Figure 4: Data management tools deployment options.

I did not indicate which vendors provide hybrid solutions, as sometimes it is difficult to find the required information on vendors’ sites.


As discussed above, we consider two definitions of data management, “narrow” and “broad.”  Various functionalities correspond to these definitions.

Let’s start with analyzing the “narrow” viewpoint functionalities.

All the tools mentioned above include functionalities that assist in managing all or some of the data lifecycle steps and building data pipelines. Data integration is the most shared capability among all providers. Multiple tools include data warehouse and data lake capabilities. Commvault, Druva, and Immuta tools are exceptions; their key capabilities are data protection and security.

Let’s proceed with the “broad” viewpoint functionalities.

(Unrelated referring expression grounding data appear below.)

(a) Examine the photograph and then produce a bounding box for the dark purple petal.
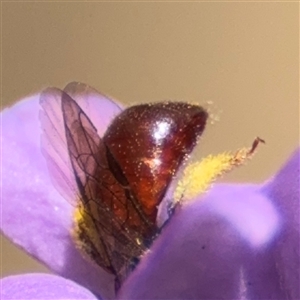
[1,93,121,299]
[118,149,299,299]
[0,273,98,299]
[248,148,300,299]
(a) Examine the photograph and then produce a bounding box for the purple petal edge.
[0,273,98,300]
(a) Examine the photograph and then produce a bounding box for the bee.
[39,82,208,292]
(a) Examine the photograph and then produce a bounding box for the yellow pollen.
[174,137,265,204]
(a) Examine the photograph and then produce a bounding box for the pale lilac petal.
[118,149,299,299]
[1,94,118,299]
[0,273,98,300]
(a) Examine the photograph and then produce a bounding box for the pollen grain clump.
[174,137,264,204]
[72,203,100,265]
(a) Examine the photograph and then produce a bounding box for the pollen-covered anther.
[173,137,265,204]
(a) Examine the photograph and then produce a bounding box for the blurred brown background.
[1,2,299,278]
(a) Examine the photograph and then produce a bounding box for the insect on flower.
[39,82,208,292]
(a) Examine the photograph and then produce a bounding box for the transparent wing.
[40,88,145,289]
[61,92,146,286]
[63,82,122,138]
[39,82,123,204]
[39,87,78,203]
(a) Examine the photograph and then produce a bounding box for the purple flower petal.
[1,90,122,299]
[118,149,299,299]
[250,148,300,299]
[0,273,98,299]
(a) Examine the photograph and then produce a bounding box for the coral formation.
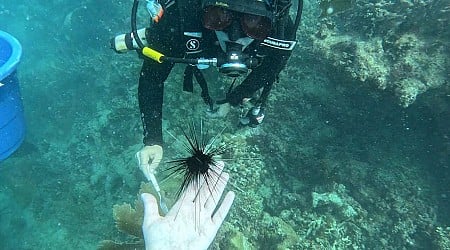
[112,202,143,238]
[221,228,253,250]
[311,0,450,107]
[99,183,152,249]
[434,226,450,249]
[0,0,448,249]
[319,0,353,17]
[313,34,389,89]
[312,184,360,218]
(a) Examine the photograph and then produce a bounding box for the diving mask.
[202,6,272,40]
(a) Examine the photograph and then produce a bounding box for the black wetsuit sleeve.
[138,7,184,146]
[139,59,174,146]
[226,49,292,106]
[226,13,296,106]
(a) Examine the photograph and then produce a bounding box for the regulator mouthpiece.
[219,61,249,77]
[219,46,249,77]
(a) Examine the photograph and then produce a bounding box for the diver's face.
[202,6,272,41]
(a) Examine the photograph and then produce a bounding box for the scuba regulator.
[218,38,258,77]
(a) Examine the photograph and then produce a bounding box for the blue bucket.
[0,30,25,161]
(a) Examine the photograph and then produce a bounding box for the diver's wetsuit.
[139,1,296,146]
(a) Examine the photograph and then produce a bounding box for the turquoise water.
[1,0,449,249]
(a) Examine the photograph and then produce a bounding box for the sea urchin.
[165,122,227,200]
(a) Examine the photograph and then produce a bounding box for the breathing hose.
[292,0,304,39]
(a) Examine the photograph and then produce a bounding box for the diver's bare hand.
[136,145,163,181]
[141,161,235,250]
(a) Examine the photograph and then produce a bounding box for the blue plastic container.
[0,30,25,161]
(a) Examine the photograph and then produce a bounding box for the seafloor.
[0,0,449,249]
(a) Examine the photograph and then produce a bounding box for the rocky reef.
[0,0,448,249]
[311,0,449,107]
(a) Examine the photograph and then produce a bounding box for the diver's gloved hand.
[141,161,235,250]
[239,106,265,127]
[136,145,163,181]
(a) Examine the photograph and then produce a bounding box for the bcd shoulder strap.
[176,0,204,55]
[176,0,213,109]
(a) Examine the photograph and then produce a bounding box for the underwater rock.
[395,78,425,108]
[261,212,300,250]
[391,33,448,107]
[313,33,390,90]
[312,187,358,218]
[311,1,450,107]
[227,229,254,250]
[434,226,450,250]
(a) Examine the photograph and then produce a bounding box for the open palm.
[141,162,235,250]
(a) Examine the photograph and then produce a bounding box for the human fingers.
[204,172,229,212]
[213,160,225,173]
[149,145,163,171]
[148,159,161,173]
[137,146,162,165]
[211,191,235,227]
[196,160,225,203]
[141,193,161,227]
[168,161,224,216]
[137,149,150,166]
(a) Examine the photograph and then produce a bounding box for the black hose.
[132,0,145,49]
[161,57,198,64]
[292,0,303,40]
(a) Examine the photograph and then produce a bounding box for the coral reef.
[319,0,353,17]
[313,33,389,89]
[99,183,152,249]
[312,184,361,219]
[0,0,448,249]
[434,226,450,249]
[311,0,450,107]
[98,240,144,250]
[112,202,143,238]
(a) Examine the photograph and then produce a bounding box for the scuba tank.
[110,0,164,53]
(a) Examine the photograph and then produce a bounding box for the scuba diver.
[112,0,302,215]
[111,0,303,177]
[112,0,303,192]
[111,0,302,247]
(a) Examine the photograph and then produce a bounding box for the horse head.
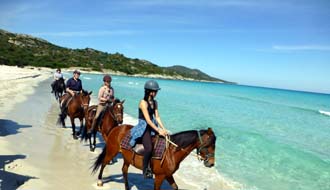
[197,128,216,168]
[110,99,125,124]
[80,90,92,112]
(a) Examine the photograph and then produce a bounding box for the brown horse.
[57,90,92,139]
[81,99,125,151]
[92,125,216,190]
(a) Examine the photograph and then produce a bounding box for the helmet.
[103,74,112,82]
[144,80,161,91]
[73,70,81,75]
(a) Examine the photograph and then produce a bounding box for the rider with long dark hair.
[129,80,168,179]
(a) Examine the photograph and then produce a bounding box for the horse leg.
[91,130,97,152]
[70,117,78,140]
[76,118,83,136]
[122,161,130,190]
[154,174,166,190]
[97,146,119,186]
[87,134,93,151]
[166,175,178,190]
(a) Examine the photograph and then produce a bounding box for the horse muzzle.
[203,154,215,168]
[204,159,214,168]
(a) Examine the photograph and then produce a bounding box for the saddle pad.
[121,133,132,150]
[120,133,166,159]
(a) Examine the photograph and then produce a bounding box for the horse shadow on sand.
[102,172,178,190]
[0,119,32,137]
[0,154,38,190]
[0,120,37,189]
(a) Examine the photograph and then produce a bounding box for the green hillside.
[0,29,232,83]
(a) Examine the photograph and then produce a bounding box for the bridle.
[197,131,215,162]
[165,130,215,162]
[108,103,123,123]
[78,93,90,110]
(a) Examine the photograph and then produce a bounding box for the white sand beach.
[0,65,197,190]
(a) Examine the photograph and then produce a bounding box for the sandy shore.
[0,65,196,190]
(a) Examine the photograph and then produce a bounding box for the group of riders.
[51,68,168,179]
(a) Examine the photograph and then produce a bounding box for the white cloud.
[273,45,330,51]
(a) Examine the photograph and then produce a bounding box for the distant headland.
[0,29,235,83]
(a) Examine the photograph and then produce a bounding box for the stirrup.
[143,168,153,179]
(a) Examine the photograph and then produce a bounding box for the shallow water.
[78,73,330,190]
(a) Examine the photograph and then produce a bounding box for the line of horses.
[52,81,217,190]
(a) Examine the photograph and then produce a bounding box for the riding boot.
[143,152,153,179]
[143,164,153,179]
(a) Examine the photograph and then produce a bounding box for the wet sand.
[0,65,195,190]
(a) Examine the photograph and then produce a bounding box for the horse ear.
[207,128,213,134]
[89,91,93,95]
[121,99,125,104]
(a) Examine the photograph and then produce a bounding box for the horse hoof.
[171,184,178,190]
[97,180,103,186]
[76,131,81,136]
[90,147,95,152]
[73,135,78,140]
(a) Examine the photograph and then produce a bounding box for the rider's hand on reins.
[158,128,167,137]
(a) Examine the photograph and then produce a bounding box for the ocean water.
[68,72,330,190]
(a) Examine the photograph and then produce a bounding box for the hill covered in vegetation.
[0,29,232,83]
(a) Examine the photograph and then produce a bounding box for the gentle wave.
[176,155,244,190]
[319,110,330,116]
[226,94,321,115]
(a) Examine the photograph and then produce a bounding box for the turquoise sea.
[71,72,330,190]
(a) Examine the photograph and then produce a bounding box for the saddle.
[87,105,108,130]
[60,94,73,108]
[121,133,166,160]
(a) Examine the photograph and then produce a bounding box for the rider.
[61,70,83,108]
[88,74,115,135]
[51,68,64,93]
[129,80,167,179]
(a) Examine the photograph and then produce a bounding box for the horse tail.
[57,106,67,126]
[91,146,107,174]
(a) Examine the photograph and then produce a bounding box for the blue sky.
[1,0,330,93]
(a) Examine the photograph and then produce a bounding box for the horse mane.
[169,129,216,149]
[113,98,121,104]
[82,89,89,96]
[170,130,198,148]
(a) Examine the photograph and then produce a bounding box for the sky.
[1,0,330,93]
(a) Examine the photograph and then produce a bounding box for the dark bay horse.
[54,78,66,101]
[81,99,125,151]
[92,126,216,190]
[57,90,92,139]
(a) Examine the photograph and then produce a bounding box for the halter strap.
[165,130,211,161]
[198,130,215,162]
[197,130,203,144]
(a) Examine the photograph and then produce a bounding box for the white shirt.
[54,72,63,80]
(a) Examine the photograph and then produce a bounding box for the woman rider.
[88,74,114,134]
[129,80,168,179]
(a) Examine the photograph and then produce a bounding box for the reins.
[164,131,206,160]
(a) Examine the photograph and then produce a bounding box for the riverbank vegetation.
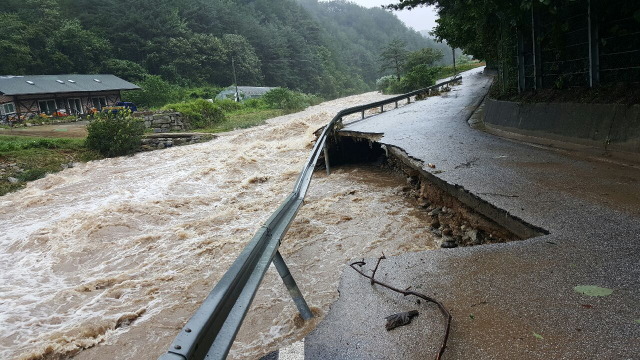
[375,38,483,94]
[0,137,102,196]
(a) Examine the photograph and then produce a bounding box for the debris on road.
[350,254,451,360]
[385,310,419,331]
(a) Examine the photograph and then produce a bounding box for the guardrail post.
[380,105,384,112]
[407,97,411,104]
[395,101,398,109]
[272,251,314,321]
[323,141,330,175]
[361,110,365,119]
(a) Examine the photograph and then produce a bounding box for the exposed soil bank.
[324,135,547,247]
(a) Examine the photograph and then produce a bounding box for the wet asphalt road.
[304,68,640,359]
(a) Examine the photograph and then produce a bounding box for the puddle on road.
[0,92,438,360]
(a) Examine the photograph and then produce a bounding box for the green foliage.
[0,13,32,74]
[379,38,408,79]
[162,99,225,129]
[401,64,440,91]
[1,0,443,98]
[17,168,48,182]
[405,48,444,71]
[376,75,400,93]
[573,285,614,297]
[0,137,86,152]
[85,110,145,157]
[102,59,149,82]
[123,75,176,108]
[214,99,244,112]
[184,86,224,100]
[262,88,321,112]
[0,135,101,196]
[244,98,268,109]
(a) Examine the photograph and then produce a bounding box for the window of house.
[92,97,107,110]
[68,98,83,115]
[0,102,16,115]
[38,100,56,115]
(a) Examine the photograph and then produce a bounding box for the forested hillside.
[0,0,433,98]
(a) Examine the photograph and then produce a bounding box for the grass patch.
[196,108,286,133]
[436,62,485,80]
[0,136,102,196]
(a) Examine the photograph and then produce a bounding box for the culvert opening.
[319,135,548,248]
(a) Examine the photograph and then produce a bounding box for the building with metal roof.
[0,74,140,122]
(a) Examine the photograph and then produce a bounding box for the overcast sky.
[324,0,439,33]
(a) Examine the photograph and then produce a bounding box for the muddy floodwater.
[0,93,438,360]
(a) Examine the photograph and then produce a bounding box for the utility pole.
[452,47,456,77]
[232,56,239,102]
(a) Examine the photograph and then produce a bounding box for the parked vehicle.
[102,102,138,114]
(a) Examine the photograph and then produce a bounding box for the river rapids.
[0,92,438,360]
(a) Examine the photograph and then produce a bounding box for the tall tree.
[379,38,408,79]
[405,48,444,71]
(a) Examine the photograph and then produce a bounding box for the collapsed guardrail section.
[158,76,462,360]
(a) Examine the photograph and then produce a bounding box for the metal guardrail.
[158,76,462,360]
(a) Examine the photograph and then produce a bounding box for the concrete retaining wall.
[483,99,640,155]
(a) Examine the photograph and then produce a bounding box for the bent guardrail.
[158,76,462,360]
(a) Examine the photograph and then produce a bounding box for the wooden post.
[532,5,543,89]
[13,95,21,123]
[588,0,600,87]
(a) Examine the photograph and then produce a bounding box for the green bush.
[375,75,396,92]
[18,168,48,182]
[262,88,320,111]
[214,99,244,112]
[376,75,404,94]
[85,110,145,157]
[185,86,223,100]
[123,75,177,108]
[401,65,440,92]
[163,99,225,129]
[243,98,267,109]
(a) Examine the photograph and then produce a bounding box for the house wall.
[10,91,122,117]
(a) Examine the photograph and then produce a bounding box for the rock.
[442,227,452,236]
[442,206,449,213]
[417,198,430,208]
[430,228,442,237]
[165,141,173,147]
[430,219,440,229]
[8,177,19,183]
[428,208,442,217]
[465,229,478,242]
[67,162,75,169]
[441,240,458,248]
[158,142,165,149]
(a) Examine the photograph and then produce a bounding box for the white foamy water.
[0,93,437,360]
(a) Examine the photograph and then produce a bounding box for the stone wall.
[141,133,214,151]
[137,111,189,133]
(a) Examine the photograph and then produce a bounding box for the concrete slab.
[305,68,640,359]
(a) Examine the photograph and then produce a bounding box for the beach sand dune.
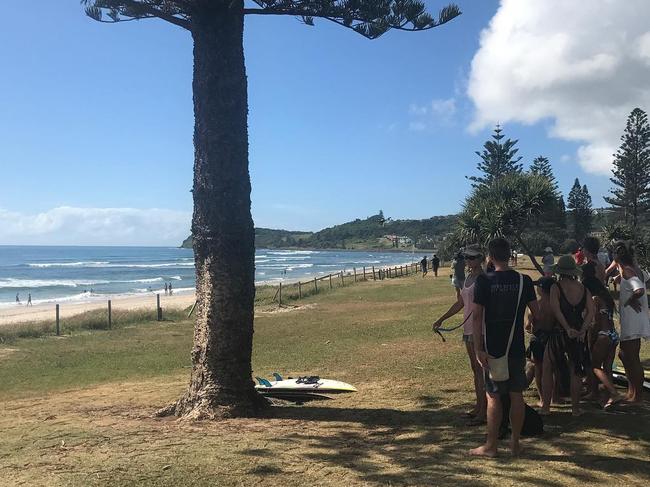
[0,293,196,327]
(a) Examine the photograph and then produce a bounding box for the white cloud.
[468,0,650,175]
[0,207,190,246]
[408,97,457,131]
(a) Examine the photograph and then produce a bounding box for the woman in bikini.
[582,273,622,409]
[433,244,486,424]
[547,255,594,416]
[526,277,556,408]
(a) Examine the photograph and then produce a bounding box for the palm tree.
[458,173,555,275]
[81,0,461,419]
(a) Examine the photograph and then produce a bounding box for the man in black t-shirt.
[470,238,538,458]
[432,254,440,277]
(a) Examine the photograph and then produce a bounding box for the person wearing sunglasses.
[433,244,486,424]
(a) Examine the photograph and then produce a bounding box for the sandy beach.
[0,292,196,327]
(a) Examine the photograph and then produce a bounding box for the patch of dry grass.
[1,273,649,486]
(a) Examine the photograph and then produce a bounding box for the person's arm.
[605,260,617,278]
[580,290,595,340]
[432,295,464,329]
[622,267,645,312]
[550,284,577,337]
[472,302,488,368]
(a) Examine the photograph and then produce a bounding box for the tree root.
[155,390,270,420]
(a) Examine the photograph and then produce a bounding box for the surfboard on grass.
[612,366,650,390]
[254,375,357,403]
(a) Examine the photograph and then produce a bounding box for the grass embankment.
[1,268,649,486]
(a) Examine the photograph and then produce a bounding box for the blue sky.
[2,0,647,245]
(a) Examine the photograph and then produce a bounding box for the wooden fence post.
[340,271,344,286]
[314,277,318,293]
[55,304,60,336]
[354,268,357,282]
[156,294,162,321]
[298,281,302,299]
[279,282,282,306]
[108,300,112,329]
[329,274,333,289]
[372,266,376,281]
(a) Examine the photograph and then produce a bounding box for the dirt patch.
[258,304,318,314]
[0,347,19,360]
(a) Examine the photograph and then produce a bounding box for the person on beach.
[432,254,440,277]
[165,282,168,296]
[582,272,622,409]
[542,248,555,277]
[433,244,486,425]
[420,256,428,277]
[451,252,466,299]
[470,238,538,457]
[15,293,20,305]
[526,277,555,408]
[27,293,32,306]
[611,241,650,404]
[548,256,594,417]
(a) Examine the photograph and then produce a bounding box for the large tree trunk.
[162,1,267,419]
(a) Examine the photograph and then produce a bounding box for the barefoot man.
[470,238,538,457]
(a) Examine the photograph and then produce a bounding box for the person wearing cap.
[548,255,594,417]
[542,247,555,277]
[431,254,440,277]
[433,244,486,425]
[451,251,466,299]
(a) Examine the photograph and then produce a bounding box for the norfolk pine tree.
[567,178,593,242]
[467,124,523,188]
[605,108,650,233]
[81,1,461,419]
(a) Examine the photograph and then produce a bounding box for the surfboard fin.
[255,377,272,387]
[272,372,283,381]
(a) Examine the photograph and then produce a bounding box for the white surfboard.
[255,376,357,395]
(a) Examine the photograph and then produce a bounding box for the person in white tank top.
[433,244,486,423]
[612,241,650,404]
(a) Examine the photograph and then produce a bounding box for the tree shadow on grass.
[246,396,650,486]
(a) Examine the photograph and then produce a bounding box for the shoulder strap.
[504,272,524,357]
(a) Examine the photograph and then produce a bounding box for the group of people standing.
[432,237,650,457]
[420,254,441,277]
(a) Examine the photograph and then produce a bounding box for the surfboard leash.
[433,312,473,342]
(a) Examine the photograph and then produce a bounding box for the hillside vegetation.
[181,213,457,250]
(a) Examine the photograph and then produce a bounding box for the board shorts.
[527,330,550,362]
[484,356,527,395]
[452,276,465,289]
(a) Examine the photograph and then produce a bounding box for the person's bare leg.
[466,341,487,420]
[509,392,525,456]
[570,366,583,416]
[620,340,643,403]
[591,337,621,402]
[534,359,544,406]
[540,348,554,414]
[469,393,500,457]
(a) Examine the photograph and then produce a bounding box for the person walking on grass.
[611,241,650,404]
[432,254,440,277]
[420,255,428,277]
[433,244,486,425]
[470,238,538,457]
[451,252,466,299]
[548,256,594,417]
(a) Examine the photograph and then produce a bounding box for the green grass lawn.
[1,271,649,486]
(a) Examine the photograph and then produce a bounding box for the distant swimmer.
[169,283,173,295]
[27,293,32,306]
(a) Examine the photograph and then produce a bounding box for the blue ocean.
[0,246,424,306]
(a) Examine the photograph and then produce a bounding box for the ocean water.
[0,246,425,306]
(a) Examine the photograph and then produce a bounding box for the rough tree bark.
[160,1,267,419]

All tools also offer a range of additional data management capabilities. Figure 5 demonstrates examples of these capabilities. Unfortunately, it is not easy to discover information about tool functionalities at the vendor sites. That is why the analysis provided below may be incomplete. Another challenge of this analysis is the unclear definitions of the data management capabilities; for example, “data governance” or “data quality” capabilities can include quite different functionalities.

Figure 5: Additional data management capabilities.

Figure 5: Additional data management capabilities.

Industry solutions

Vendors provide information about industries in which their tools have been implemented. They call it a “solution per industry.” It is impossible to find out information about the differences between these solutions.  Figure 6 demonstrates the ten most common industries per number of vendors.

Figure 6: Ten leading common industries.

Figure 6: Ten leading common industries.

The most competitive industries are financial services, government and public sectors, health and life science, and retail.


A company must use a sophisticated approach in choosing appropriate data management tools and perform multiple steps, including the following:

  1. Identify the business needs and requirements of various data management stakeholder groups

Various stakeholders have quite different needs and requirements that must be aligned upfront.

  1. Align the internal definition of data management

It will allow a company to understand its requirements and define the initiative’s scope. The clarification of the definitions will assist in overcoming challenges associated with unaligned terminology used by various vendors.

It will also help simplify the tool selection and make the implementation feasible. Usually, the implementation of a data management tool focuses on the core capability: establishing or optimizing a data lifecycle and corresponding data pipelines. Some additional capabilities like master data management or data quality can be realized by using some other tools.

However, we’ve seen that some tools identified as “data management” focus on specific capabilities like data security. So, to make the implementation feasible, a company must clarify and align the used terminology.

  1. Define the current and future states of the enterprise (data, application, technology) architecture and the scope

This action will assist in identifying the requirements for deployment options. Different vendors provide multiple opportunities for deployment. However, the chosen solution must fit the company’s resources and business plans.

It will also help clarify the “enterprise” scope for data management tools. A company can implement a data management tool for a part of an application landscape or the whole enterprise. Some providers position their solutions as “enterprise global” ones. Other solutions can be applied to a part of the application landscape. In any case, a company’s tool selection must align with the future state architecture.

  1. Perform a detailed investigation and comparison of data management tools’ functionalities

As I mentioned, the information on the providers’ sites is not always easy to discover and comprehend. It is almost “mission impossible” to compare the functionalities of various providers because of unaligned terms and different presentation approaches. Tool selection is a time and resource-consuming exercise. A thorough investigation will assist in choosing appropriate solutions that fit a company’s needs and resources.